Data insight is another growth area with a number of titles in the portfolio already providing information that directly feeds into customers' work flow and the company is now exploring how to evolve these services further. She says: "It's just a different level of information you are providing, that's all. The key to doing it well is to keep it simple. There's enough complexity out there."

WRBM's forward momentum, however, will be driven - as it always has been - by the company's heritage, Hendle adds.

"As a business, WRBM has grown massively as a result of strong leadership and market focus. And it has remained true to the family values that have always been at its heart," she explains.

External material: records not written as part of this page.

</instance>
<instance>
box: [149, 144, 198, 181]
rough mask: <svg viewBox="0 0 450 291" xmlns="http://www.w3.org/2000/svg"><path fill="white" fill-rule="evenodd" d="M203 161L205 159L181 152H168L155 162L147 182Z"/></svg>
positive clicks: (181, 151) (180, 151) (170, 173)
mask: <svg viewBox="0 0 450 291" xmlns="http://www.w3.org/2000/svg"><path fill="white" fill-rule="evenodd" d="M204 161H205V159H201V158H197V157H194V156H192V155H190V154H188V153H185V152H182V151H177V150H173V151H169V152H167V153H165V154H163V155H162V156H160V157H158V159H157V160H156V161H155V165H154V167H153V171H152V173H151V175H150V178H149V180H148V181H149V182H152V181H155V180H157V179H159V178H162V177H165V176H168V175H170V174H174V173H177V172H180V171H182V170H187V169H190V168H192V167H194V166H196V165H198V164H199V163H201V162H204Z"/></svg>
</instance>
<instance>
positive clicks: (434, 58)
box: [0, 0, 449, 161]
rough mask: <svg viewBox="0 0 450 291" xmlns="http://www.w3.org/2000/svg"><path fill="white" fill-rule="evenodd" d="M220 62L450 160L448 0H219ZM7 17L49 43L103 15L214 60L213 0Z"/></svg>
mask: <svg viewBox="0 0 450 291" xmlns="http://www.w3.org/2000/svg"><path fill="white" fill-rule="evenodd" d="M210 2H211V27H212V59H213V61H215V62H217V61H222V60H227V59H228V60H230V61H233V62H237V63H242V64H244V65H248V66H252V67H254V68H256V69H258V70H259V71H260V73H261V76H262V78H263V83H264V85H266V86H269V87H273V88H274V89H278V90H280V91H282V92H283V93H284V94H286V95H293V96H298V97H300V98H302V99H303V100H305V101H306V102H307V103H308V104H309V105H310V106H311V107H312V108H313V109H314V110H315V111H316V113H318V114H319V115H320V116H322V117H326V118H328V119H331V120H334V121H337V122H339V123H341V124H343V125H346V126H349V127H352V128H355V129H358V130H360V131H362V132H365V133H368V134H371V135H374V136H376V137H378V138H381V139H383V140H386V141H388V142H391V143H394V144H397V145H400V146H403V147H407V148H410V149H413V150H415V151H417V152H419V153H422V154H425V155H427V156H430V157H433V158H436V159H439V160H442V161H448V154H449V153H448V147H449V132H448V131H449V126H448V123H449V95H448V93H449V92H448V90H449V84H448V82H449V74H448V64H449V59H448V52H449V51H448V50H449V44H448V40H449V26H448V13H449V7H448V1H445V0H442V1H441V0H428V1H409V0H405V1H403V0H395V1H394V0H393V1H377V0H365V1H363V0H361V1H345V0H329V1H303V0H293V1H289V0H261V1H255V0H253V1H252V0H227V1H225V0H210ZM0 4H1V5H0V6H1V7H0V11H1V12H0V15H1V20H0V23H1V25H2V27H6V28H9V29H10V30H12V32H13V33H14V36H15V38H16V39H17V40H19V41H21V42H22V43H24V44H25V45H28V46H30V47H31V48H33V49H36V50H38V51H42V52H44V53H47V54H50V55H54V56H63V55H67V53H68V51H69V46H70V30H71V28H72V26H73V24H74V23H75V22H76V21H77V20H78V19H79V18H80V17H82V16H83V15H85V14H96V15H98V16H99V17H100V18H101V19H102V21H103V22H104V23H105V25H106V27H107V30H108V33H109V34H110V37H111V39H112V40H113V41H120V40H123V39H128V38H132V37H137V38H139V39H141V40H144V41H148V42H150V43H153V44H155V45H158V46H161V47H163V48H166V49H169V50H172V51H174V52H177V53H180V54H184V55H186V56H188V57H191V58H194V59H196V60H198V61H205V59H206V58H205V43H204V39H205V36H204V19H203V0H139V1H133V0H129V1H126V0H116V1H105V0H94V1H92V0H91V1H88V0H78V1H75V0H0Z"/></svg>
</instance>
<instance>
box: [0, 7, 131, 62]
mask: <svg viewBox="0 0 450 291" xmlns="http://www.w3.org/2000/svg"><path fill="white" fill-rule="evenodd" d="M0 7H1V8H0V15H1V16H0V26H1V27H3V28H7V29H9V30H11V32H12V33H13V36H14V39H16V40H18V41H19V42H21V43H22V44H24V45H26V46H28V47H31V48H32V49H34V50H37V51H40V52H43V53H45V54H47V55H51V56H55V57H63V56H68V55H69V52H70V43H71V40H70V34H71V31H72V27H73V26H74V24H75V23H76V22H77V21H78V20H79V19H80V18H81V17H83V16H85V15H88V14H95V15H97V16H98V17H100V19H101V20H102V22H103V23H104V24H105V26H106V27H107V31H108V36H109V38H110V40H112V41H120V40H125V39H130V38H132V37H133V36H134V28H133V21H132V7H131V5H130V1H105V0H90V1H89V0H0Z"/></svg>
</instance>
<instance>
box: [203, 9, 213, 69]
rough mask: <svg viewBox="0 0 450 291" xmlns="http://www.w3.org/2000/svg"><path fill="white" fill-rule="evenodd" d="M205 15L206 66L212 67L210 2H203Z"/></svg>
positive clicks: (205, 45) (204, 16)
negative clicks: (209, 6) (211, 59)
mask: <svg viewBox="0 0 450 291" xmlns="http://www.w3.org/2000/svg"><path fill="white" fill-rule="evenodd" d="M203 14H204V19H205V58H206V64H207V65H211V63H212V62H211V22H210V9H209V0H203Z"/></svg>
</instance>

"We have a positive culture here with a flat company structure that truly empowers and a management team which works closely and is backed by both investment and a clear commitment to the long term. There is a passion and enthusiasm within the business which impacts on everything relating to brand development and delivery and innovation across every platform."

It's why many of the company's senior management have stayed with the business for the long-term. And it's why for Hendle, at least, publishing has never been through such an exciting time. "You've got to keep changing to respond to what your customers want in a constantly changing market," she observes. "Which is why there is so much opportunity out there at the moment - it's very exciting."